5 Questions to Ask When Getting a Reverse Mortgage
If you’ve decided that getting a reverse mortgage is the right move for you, you will probably have many questions both about the process of getting a reverse mortgage and what a reverse mortgage will entail in the future. Bringing up questions to your reverse mortgage lender or in reverse mortgage counseling will ensure that you completely understand your reverse mortgage and won’t be caught off guard when you’ve already signed the documents and committed completely. Here are 5 questions that can get you started and ensure that you are fully equipped to understand your reverse mortgage.
1. How do I find counseling?
The most common type of reverse mortgage is a home equity conversion mortgage, or HECM, which is insured through the Department of Housing and Urban Development. Because of this, the federal government requires that you go through reverse mortgage counseling. The Department of Housing and Urban Development has a list of approved counselors who will be able to guide you through this step, and in many states the process can take place over the phone or online. There are fees for HECM counseling, which can vary depending on your income level and where you live. Your lender who should be a member of NRMLA can help you find out which reverse mortgage counselors are available in your area.

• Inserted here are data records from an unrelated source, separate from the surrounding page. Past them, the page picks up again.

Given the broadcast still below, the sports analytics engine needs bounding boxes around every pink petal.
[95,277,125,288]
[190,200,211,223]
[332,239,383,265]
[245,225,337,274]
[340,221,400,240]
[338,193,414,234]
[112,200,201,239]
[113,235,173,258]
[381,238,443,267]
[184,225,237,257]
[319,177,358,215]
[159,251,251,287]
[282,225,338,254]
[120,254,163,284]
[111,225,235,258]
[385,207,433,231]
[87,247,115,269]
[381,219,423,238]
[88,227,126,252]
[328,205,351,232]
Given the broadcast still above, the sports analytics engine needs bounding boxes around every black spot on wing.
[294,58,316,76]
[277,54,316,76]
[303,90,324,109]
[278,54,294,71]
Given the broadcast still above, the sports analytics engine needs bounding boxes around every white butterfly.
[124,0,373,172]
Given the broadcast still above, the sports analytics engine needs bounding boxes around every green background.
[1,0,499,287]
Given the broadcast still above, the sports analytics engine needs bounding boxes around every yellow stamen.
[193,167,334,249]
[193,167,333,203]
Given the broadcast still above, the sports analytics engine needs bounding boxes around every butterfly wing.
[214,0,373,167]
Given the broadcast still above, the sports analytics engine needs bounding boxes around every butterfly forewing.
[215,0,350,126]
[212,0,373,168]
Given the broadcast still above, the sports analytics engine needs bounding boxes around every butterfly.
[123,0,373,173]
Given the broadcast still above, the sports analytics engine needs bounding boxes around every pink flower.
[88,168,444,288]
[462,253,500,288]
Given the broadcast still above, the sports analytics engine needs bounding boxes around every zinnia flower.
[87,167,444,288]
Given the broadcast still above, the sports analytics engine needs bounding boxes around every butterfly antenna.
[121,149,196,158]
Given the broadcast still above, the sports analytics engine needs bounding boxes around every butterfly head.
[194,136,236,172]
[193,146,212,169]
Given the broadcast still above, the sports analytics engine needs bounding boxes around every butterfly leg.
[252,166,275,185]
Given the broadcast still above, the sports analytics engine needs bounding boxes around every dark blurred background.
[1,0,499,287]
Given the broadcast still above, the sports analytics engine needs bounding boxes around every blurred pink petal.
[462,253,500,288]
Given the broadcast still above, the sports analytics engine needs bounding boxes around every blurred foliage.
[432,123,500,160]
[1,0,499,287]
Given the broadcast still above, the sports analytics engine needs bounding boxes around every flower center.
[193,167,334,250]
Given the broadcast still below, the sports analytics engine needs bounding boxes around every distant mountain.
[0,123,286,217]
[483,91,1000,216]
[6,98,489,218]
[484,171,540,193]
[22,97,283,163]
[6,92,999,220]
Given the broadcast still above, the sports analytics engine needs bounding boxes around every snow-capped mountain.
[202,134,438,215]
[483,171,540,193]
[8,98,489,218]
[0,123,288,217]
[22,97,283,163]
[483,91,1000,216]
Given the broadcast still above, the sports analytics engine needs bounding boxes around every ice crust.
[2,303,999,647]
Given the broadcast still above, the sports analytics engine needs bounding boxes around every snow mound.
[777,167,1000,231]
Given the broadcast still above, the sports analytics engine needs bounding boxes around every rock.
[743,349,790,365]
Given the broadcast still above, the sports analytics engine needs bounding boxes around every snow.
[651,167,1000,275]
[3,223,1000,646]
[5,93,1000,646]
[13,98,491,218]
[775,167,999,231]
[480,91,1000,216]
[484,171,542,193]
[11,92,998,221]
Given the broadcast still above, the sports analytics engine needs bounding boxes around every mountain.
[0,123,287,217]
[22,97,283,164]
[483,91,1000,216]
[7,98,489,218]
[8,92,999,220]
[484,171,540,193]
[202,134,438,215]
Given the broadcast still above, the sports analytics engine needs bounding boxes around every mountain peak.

2. How much do I qualify for?
The amount of money you qualify for in a reverse mortgage varies depending on several factors. The factor most talked about is the current federal interest rates. In general, you will be able to get a higher amount of money from a reverse mortgage if you are older and if your home is appraised at a higher value. In addition, your reverse mortgage will be significantly lower if you still have a large mortgage balance that you must pay off.
3. What payment options are there?
There are several options when it comes to accessing the money provided by your reverse mortgage. The three major ways you might get paid are a line of credit, a tenure payment, or a lump sum. A line of credit allows you to access the amount of money you need when you need it, but you will have to plan financially to ensure you don’t hit your payment limit. A tenure payment allows you to receive regular payments every month for the duration of your loan, which is a good option for people who want their reverse mortgage to cover everyday expenses but won’t allow you to withdraw money for sudden expenses. Finally, a lump sum simply gives you the proceeds of your reverse mortgage upfront. There are pros and cons to each of these payment types, and your loan officer will be able to help you decide which to choose.
4. What restrictions are there on withdrawing the money?
If you choose a line of credit rather than tenure or a lump sum, there’s a cap on how much you can take out within the first year. Generally speaking, you will be able to take out anywhere from 40 to 60% of your initial principal limit in that first year.
5. What fees am I expected to pay?
Getting and closing a reverse mortgage has a large number of fees you could potentially run into, and not all of them can be avoided. These potential fees include fees for credit reports, home appraisals, and simply closing the loan itself. You should make sure to talk with your loan officer and ask for exact numbers to ensure that you will have enough cash in hand to pay any fees that crop up.